The coronavirus crisis swept international headlines early this year and has continued to take the forefront of countless media sources through the summer and autumn months. Because of the crisis’s magnitude, several healthcare-related stories have largely been overlooked. Below are some of the overshadowed headlines in healthcare that you may have missed due to COVID-19.
Several healthcare laws have been put on hold due to the pressing nature of the pandemic, yet the development of legislation on price transparency is still going strong. Price transparency legislature would require hospitals and medical care facilities to post the cost of certain services online, creating more competition, and providing consumers with more options when it comes to the cost of care.
As of now, the law is set to go into effect by the first of the year. It is currently tied up in a court battle, but lawmakers seem to lean towards passing a price transparency law. The Centers for Medicare and Medicaid Services (CMS) may charge a daily fee and report the names of any facilities that fail to follow the new set regulations.

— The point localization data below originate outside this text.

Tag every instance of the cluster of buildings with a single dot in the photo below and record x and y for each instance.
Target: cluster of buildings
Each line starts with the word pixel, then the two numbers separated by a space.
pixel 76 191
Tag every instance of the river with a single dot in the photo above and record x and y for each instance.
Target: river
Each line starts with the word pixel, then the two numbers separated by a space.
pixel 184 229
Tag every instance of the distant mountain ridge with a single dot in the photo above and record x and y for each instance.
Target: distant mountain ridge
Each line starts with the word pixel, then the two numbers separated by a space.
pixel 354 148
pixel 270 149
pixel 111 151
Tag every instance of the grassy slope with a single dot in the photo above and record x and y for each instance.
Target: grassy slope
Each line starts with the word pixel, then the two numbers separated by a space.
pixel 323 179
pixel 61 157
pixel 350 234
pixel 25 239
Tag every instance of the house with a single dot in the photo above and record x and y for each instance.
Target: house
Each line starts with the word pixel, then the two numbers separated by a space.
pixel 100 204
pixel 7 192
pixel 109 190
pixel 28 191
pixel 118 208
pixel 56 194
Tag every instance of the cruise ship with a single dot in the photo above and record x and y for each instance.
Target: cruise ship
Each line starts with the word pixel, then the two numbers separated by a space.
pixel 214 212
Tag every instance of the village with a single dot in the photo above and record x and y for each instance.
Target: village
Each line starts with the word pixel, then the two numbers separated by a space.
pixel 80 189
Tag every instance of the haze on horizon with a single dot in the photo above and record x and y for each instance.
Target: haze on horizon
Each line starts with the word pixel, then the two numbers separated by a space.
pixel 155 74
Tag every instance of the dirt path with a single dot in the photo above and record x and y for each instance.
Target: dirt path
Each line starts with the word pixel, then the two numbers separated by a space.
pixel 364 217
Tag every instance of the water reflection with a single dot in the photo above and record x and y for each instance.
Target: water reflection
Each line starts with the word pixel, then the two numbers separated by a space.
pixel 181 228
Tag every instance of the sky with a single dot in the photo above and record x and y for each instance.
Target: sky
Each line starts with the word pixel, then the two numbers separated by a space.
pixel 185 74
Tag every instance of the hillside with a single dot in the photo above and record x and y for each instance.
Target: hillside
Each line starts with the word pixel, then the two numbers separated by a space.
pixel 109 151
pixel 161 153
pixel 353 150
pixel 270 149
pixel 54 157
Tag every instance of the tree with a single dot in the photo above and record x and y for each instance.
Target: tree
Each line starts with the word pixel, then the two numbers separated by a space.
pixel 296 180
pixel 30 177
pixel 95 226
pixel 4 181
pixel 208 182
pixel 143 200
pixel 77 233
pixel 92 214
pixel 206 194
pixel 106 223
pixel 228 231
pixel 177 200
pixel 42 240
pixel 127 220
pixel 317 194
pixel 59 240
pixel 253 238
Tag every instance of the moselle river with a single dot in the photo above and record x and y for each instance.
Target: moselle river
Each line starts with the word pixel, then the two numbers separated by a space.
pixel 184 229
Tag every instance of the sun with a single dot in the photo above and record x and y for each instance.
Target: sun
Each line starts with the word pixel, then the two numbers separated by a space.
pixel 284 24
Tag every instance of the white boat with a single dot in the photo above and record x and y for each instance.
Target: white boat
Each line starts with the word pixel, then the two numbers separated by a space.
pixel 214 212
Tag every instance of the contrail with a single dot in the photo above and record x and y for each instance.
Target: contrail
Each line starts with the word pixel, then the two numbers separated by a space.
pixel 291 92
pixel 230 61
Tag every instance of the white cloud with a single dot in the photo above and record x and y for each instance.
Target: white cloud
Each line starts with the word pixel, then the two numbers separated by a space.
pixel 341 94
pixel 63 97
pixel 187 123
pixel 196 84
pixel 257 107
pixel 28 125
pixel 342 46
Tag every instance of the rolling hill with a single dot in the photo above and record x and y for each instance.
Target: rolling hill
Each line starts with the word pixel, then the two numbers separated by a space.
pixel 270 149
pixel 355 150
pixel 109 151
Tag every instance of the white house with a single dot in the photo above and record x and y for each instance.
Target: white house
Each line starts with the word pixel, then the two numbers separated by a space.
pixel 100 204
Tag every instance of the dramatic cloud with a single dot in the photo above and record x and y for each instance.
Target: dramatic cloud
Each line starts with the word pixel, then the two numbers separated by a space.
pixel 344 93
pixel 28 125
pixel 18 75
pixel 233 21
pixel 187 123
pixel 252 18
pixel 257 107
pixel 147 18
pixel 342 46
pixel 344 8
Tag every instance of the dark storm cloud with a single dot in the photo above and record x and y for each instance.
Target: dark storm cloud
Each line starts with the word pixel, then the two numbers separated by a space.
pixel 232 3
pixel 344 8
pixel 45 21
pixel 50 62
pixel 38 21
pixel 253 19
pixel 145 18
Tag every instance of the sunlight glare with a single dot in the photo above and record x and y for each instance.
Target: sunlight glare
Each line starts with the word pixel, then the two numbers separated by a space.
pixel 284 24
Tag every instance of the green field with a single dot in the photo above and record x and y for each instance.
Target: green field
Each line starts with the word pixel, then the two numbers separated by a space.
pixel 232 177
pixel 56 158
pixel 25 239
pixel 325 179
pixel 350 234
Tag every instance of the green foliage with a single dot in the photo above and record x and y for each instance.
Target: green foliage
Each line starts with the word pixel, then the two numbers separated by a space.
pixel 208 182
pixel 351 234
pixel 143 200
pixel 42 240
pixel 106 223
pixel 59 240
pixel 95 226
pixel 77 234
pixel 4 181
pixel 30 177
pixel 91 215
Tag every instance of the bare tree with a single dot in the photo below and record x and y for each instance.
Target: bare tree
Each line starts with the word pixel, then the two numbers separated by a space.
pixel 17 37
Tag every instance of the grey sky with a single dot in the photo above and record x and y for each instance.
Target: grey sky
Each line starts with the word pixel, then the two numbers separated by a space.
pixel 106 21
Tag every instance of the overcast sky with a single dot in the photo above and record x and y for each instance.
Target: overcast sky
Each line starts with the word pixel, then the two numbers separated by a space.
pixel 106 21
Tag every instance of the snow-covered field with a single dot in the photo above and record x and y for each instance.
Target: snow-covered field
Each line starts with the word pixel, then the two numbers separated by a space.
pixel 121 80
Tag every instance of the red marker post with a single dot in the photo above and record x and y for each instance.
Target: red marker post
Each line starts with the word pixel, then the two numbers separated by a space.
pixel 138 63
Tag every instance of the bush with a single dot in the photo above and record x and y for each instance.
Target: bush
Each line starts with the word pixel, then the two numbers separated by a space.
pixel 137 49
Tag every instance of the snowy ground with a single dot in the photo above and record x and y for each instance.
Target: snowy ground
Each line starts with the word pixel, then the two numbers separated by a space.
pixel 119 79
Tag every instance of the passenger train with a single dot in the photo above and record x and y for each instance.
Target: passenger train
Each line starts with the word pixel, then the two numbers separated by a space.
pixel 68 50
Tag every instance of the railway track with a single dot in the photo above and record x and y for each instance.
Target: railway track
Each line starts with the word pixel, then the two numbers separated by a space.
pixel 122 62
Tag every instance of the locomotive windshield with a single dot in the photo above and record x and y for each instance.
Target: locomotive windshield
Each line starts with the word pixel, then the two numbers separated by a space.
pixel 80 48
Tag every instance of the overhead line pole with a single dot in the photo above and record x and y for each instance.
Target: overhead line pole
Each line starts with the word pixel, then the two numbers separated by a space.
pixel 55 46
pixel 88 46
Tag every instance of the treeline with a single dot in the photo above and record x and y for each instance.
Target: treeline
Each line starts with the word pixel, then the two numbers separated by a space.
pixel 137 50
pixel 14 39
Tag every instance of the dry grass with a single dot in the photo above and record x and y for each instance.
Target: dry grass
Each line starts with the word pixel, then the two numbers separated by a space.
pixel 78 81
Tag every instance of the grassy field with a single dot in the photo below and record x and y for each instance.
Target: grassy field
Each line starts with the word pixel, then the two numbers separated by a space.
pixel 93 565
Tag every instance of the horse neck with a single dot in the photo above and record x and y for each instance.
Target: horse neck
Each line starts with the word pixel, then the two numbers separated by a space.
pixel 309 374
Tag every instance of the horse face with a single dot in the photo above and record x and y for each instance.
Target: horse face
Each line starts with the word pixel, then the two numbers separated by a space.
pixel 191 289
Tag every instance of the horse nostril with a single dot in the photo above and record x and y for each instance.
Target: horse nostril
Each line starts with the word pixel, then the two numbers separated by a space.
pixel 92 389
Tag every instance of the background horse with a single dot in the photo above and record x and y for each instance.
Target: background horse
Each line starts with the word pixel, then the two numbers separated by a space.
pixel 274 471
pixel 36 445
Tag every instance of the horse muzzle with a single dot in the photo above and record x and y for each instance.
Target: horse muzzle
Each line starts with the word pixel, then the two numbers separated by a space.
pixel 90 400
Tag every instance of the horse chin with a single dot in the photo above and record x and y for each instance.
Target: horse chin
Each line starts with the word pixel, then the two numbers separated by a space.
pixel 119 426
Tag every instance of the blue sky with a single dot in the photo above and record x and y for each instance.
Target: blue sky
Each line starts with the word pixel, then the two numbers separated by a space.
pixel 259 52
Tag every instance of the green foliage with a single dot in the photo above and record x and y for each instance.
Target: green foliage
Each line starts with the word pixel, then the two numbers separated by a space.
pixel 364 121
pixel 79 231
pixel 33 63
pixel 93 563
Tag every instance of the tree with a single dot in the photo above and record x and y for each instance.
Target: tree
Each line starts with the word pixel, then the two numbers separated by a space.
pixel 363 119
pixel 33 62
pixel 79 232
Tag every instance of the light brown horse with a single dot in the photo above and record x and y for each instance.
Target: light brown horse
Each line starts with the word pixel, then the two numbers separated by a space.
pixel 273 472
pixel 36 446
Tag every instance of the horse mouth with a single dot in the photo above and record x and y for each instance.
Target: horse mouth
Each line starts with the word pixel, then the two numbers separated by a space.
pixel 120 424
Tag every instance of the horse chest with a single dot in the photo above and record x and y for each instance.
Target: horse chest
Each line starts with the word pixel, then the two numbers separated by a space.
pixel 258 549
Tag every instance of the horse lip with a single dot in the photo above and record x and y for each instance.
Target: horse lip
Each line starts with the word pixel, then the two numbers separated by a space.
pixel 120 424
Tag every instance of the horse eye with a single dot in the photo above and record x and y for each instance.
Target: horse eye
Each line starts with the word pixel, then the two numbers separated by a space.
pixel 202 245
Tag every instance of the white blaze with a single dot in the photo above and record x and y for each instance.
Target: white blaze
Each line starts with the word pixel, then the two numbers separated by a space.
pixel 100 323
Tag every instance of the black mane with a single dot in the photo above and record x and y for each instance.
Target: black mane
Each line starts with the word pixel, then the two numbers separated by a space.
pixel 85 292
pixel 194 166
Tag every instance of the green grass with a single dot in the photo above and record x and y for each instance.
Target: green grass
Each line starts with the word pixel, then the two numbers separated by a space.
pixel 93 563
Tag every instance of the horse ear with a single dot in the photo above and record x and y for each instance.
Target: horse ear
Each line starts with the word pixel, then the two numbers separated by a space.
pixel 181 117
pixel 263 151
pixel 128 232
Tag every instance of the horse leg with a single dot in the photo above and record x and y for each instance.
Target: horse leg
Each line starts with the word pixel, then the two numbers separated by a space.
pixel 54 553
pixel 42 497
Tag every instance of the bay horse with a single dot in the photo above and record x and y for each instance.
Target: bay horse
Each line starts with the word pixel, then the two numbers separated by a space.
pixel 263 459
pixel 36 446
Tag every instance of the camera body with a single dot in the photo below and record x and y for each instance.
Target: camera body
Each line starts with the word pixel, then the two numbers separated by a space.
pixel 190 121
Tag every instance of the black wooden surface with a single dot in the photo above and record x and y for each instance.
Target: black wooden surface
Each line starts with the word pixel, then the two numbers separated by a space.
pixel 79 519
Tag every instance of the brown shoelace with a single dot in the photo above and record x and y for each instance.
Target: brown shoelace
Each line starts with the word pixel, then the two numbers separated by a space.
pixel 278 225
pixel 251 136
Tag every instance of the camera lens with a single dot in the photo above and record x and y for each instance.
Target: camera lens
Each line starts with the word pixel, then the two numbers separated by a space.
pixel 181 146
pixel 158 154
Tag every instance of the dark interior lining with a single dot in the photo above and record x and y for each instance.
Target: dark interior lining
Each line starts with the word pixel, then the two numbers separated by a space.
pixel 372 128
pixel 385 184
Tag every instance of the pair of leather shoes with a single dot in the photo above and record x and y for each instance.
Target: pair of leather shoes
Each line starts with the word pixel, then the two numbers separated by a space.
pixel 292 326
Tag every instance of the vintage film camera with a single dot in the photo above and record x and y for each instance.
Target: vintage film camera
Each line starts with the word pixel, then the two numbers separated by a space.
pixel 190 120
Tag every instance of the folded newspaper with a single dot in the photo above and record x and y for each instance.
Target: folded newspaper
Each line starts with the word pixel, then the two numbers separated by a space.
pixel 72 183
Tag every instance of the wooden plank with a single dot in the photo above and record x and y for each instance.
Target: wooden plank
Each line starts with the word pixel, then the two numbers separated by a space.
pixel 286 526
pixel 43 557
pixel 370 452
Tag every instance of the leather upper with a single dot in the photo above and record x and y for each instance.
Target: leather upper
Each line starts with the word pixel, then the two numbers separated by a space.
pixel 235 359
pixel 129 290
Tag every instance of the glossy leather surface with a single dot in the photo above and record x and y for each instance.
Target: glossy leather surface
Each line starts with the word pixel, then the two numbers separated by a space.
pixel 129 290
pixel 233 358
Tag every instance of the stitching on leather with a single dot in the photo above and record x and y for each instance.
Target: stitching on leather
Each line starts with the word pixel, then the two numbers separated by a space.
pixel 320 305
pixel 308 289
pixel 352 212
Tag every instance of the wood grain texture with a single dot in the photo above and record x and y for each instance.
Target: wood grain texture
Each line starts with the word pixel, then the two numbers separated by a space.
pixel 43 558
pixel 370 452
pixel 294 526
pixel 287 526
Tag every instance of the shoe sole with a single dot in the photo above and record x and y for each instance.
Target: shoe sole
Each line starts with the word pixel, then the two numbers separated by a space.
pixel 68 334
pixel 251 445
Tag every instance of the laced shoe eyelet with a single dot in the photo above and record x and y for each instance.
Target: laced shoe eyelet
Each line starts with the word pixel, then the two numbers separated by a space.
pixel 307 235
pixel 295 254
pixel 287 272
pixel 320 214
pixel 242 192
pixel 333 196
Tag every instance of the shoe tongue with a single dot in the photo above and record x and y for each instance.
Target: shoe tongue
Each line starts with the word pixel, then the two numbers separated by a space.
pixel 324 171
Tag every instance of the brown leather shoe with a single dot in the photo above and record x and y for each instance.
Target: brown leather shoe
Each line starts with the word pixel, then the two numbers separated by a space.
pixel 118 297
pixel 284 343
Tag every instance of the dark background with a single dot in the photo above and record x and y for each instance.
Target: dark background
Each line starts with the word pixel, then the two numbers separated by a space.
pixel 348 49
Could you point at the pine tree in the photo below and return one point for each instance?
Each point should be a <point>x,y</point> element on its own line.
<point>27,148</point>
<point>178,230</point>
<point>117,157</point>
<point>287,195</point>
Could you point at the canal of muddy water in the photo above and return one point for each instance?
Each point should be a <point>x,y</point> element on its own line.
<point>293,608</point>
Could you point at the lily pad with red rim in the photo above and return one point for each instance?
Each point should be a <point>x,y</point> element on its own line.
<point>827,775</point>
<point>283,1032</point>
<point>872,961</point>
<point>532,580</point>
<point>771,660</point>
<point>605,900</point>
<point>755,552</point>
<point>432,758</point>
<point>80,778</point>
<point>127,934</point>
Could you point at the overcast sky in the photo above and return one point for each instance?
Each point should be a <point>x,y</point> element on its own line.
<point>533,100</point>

One of the many movements in healthcare legislation that has been put on halt is ending surprise medical billing. Surprise billing occurs when a patient unwittingly receives health care from outside their insurance provider network, resulting in higher-than-anticipated medical bills. Lawmakers came close to passing a deal to end surprise billing at the end of 2019, but no consensus was reached.
The COVID-19 pandemic largely put the deal on hold. Some emergency legislation protecting patients from coronavirus-related surprise billing was passed, however, there are still reports of surprise bills seven months into the pandemic in America. Although a more permanent solution has been discussed, no additional progress has been made on a long-term fix thus far.
Before the US outbreak of COVID-19, telehealth’s popularity was already on the rise, but social distancing measures expedited the process. Telehealth has expanded from primary care services to virtual specialty services, complete with remote monitoring technology like glucose monitors and pulse oximeters. As the pandemic continues and technology improves, telehealth will likely become an increasingly large portion of healthcare services in the US.
Some companies like Universal Health Services and Intermountain Healthcare are providing remote services like post-acute home care and hospital-level care for specific illnesses, respectively. Previously, CMS has rules in place against remote patient monitoring, but with many of these restrictions being lifted for the coronavirus crisis, it is unlikely that the centers will restrict telehealth again in the future.